Review Summary: A rough and vigorous start. But you've got to love it for that.
Most bands have a tendency to change their sound over time. Some might do it after a few albums, others take drastic shifts after their debut alone. Oftentimes, said approach is given scornful remarks from those who've listened to the band's first albums and then their subsequent material. Such is the case with a band like Amorphis, a group who initially had a dark doom/melodic death metal sound before taking a more (though only slightly) progressive approach on later albums. While the results of their more recent works might be regarded by some as meager, it's generally agreed they're at least better than what many other bands have come to deliver. In spite of this all-too-debated factor, one thing definitely holds true: Amorphis' debut, The Karelian Isthmus
is a damn-fine album.
The Karelian Isthmus
opens with a dark, brief yet beautiful intro that has a customary calm before the storm type of relation with the album. "The Gathering" doesn't kick things into full blast when "Karelia" fades out, but it gives the listen a good idea of what to expect through the rest of the album. Though Amorphis have generally been considered a band who exhibit a more cold nature to their songs on certain albums, this is an ice age compared to everything else they've done. Only harsh vocals exist on this album, which reinforces the doom influences present. Meanwhile, the instrumental side of the music is low but quick for the sound and tuning brought forth. In short, this is a vigorous album to hear, but this is all the more reason it's so rewarding.

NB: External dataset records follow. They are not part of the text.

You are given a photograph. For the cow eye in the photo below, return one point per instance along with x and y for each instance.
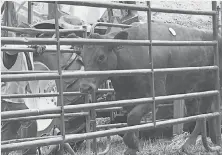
(101, 58)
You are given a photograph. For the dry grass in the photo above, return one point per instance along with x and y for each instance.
(157, 147)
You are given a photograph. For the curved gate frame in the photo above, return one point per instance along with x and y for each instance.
(52, 75)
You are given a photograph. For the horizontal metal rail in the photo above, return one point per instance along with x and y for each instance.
(99, 127)
(25, 139)
(119, 125)
(97, 134)
(131, 7)
(83, 41)
(100, 91)
(46, 31)
(112, 25)
(88, 74)
(99, 105)
(10, 49)
(49, 116)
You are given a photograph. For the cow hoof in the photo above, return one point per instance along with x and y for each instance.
(130, 152)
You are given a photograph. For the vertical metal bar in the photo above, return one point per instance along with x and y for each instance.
(85, 31)
(30, 12)
(6, 14)
(88, 146)
(93, 121)
(62, 124)
(221, 17)
(151, 62)
(216, 62)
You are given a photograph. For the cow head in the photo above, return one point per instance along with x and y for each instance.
(99, 58)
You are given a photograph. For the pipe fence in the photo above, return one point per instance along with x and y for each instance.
(89, 108)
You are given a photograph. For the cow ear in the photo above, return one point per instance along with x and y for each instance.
(123, 35)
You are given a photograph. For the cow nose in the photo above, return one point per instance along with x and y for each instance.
(84, 88)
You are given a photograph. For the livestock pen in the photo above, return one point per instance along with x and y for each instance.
(91, 107)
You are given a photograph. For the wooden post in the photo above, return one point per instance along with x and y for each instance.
(178, 112)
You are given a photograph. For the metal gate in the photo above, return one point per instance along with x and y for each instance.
(88, 107)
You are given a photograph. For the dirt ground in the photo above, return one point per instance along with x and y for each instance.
(197, 21)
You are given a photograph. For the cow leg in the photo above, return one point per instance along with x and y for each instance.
(204, 106)
(134, 117)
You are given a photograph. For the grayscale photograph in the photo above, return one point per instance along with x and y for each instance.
(109, 77)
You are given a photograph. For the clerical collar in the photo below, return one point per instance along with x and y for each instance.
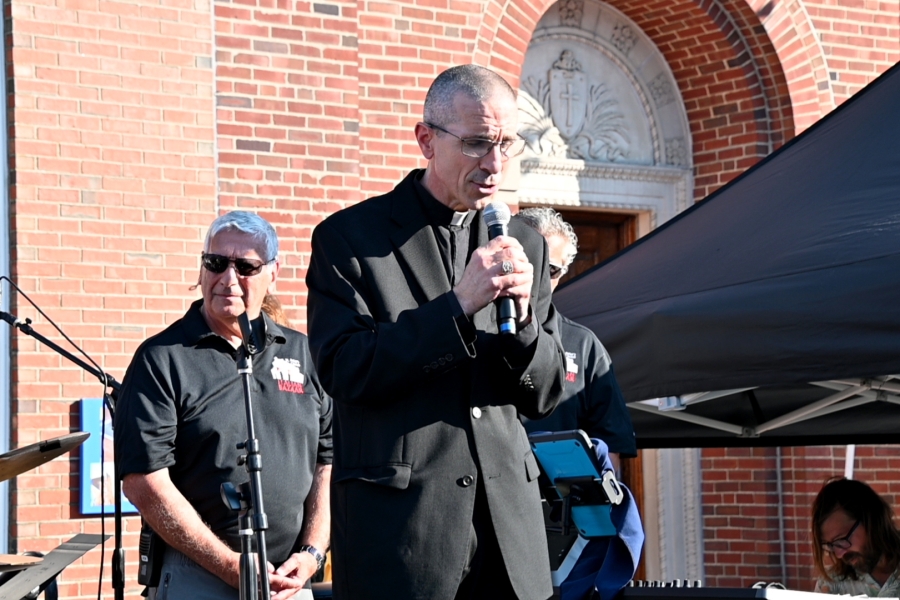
(439, 213)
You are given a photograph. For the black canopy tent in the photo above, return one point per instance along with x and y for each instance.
(769, 313)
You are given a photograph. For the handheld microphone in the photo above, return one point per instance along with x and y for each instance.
(248, 336)
(496, 216)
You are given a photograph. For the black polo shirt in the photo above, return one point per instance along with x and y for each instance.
(181, 407)
(592, 400)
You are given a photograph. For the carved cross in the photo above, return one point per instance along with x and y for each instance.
(568, 96)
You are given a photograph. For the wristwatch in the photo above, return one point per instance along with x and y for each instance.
(320, 558)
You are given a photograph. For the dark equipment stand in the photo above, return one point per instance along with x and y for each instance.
(250, 505)
(109, 400)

Something that later Amorphis albums began incorporating were studio effects to compliment the style which the band quickly became known for. While those releases have had the said approach work to varying degrees, The Karelian Isthmus
is on a more barren side, by comparison. You're not going to find much more than the band themselves playing here. Although this might be argued as less interesting when described, it's for these reasons that The Karelian Isthmus
is Amorphis' most at-heart album in regards to the darker side of their themes. We might not be getting the softer, more elegant ballad-like pieces present on Silent Waters
, but the nature of the album adds a cold and dark feeling that allows it to feel that much more natural. And thanks to the surprisingly effective pacing of each song, there's seldom a moment to find that drags out or feels mundane. Truly an accomplishment given the style Amorphis provided.
Regardless of how you feel towards the group, Amorphis definitely got off to a great start on their first two albums. And while Tales from the Thousand Lakes
might have brought an ideal balance of what subsequent albums exhibited and The Karelian Isthmus
, the latter definitely flows and sounds much more true to their roots and original aspirations. A lack of songs that truly stand out significantly from the others (in quality) does make finding the best points of recommendation a challenge. However, this level of consistency feels all the more appropriate when on sits down to enjoy the album. Is it the band's best album? Not quite. But this doesn't mean it's in any way far behind.